I have a really incredible life. I am incredibly blessed and I have a gift for optimism, which I am really greatful for. But I also think too much, try too hard, and worry more than is okay. I'm an oldest child, a people pleaser, and I have a really hard time letting myself believe that I might be doing enough, that I might be good enough, and that it is actually okay to take a breather and even let people make mistakes. (Including myself.)
My life has been crazy since approximately June. As in, extra crazy. Among many wonderful, wonderful blessings, I've had some crazy challenges. It's almost hard to explain, but it's more like I've been really internally challenged. I am certain that God is stretching me. I think I've had more hope combined with more heartache in the last 6 months than I did through all of Junior High. (And I mean, puberty, woof. That's saying something.) Like I said, a lot of it is really internal. And, in fact, a lot of the heartache was magnified by the worry I brought upon myself.
Until recently, I honestly just thought that I was meant to be a worrier. That it was part of my nature and would make me a better mom. I've changed my mind. I'm meant to care. Deeply. But worry is different than care. Care implies control of your emotions and trust in God. Worry implies doubt and a lack of control.
Earlier this year, I was talking to my favorite sparkly friend, Chrissy about some of the experiences we've had this year among our close group of friends. We decided that our word of the year was "Brave". And really, I've really grown out of my comfort zone this year. And it's been amazing. As the year is winding down, I am recognizing that I'm being pushed out of this new, expanded, #BraveElise comfort zone. Brave is good, but now it's time for words like "Trust" and "Hope" and "Peace".

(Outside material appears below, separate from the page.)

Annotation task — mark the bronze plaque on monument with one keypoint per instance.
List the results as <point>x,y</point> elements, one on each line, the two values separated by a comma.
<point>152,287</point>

I don't know how to not worry. In fact, I've reached this cool new stage of worrying about if I'm worrying too much or not enough. Or if I stopped caring because I stopped worrying. And in the moments where I'm not worrying, it's almost like one of those dreams where you show up to school in your underwear and you know you're missing something but you can't figure out what it is... I hope to some day perfect the art of not worrying and truly learn how to trust and be at peace.
Until then, I just wanted to share with you some of the things that are helping me.
This article from Richard G. Scott
This broadcast from Carl B. Cook
and these lyrics from one of my favorite hymns.
I really do know that He will order and provide. I can trust Him. And in trusting Him, I can let go of worry and doubt and feeling like not enough. In the strength of the Lord, we can do all things. In His strength, I will learn how to not worry; how to be at peace.